La cara de Aaron se crispó.
«Bien hecho, Nacidefuego…
¿tu primera palabra para mí es llamarme padre?»
—No es mi hijo biológico —tosió Aaron, avergonzado—.
Es…
un dragón.
Los ojos de Isobel se ensancharon, luego se estrecharon mientras sentía más profundamente.
La energía sutil y peligrosa que se filtraba del diminuto cuerpo del niño no era humana en absoluto.
—Un dragón…
ya veo.
Eso lo explica.
Sonrió astutamente.
—Entonces necesitará amigos, ¿no?
Verdaderos compañeros.
Los humanos débiles y frágiles no servirán.

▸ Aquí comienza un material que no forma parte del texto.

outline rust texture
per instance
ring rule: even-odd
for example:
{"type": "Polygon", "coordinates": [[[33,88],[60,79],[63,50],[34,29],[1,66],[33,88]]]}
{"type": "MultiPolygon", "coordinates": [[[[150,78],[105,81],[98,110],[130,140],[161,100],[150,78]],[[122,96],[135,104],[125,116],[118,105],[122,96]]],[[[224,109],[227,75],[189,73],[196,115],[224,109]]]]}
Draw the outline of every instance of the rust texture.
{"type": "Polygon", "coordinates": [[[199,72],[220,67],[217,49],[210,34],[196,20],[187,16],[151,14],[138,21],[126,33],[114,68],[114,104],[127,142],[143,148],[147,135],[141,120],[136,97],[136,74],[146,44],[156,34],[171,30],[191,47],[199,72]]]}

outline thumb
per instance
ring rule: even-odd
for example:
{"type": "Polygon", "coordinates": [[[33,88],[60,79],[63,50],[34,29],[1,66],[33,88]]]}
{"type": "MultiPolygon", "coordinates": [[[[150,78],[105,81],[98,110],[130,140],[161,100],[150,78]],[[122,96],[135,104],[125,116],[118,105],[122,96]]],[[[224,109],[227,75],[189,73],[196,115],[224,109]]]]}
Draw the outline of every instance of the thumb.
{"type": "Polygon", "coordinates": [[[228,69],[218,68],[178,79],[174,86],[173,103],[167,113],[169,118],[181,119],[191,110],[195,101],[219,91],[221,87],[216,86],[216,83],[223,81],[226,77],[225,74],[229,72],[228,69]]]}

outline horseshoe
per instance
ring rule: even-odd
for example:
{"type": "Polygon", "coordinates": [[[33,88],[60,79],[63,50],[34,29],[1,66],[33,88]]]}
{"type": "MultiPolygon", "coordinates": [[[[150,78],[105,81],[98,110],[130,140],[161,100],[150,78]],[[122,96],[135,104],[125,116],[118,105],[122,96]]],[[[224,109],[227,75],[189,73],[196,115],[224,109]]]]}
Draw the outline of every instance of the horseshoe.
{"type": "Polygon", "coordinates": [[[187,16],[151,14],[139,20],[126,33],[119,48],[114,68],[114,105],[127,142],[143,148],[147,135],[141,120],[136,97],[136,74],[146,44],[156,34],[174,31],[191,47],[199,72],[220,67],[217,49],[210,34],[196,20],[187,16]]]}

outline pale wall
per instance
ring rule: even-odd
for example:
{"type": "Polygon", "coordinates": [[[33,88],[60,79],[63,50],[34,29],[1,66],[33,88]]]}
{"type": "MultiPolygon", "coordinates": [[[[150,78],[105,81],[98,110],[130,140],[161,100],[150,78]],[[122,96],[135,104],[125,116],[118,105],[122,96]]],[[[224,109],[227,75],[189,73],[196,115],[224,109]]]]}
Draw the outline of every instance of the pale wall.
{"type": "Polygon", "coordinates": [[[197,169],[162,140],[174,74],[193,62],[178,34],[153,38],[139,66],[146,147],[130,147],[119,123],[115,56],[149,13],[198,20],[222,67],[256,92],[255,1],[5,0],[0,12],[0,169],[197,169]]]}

Estará solo de otra manera.
Con sus palabras, los ojos de Nacidefuego brillaron con esperanza suplicante mientras miraba a Aaron.
Aaron suspiró, dejando caer los hombros.
Entre el razonamiento implacable de su hermana y la mirada implorante de Nacidefuego, la resistencia era inútil.
—Bien.
Lo haremos.
Mientras la decisión se asentaba, Isobel se inclinó cerca, sus ojos brillando con peligrosa ambición.
—Hermano…
he estado pensando en algo aún más grande.
¿Y si no nos detenemos aquí?
¿Y si convertimos al mundo entero en vampiros…
y a los dignos en híbridos?
Sus palabras cayeron como un trueno.
Aaron se puso rígido.
Por un largo momento, reinó el silencio.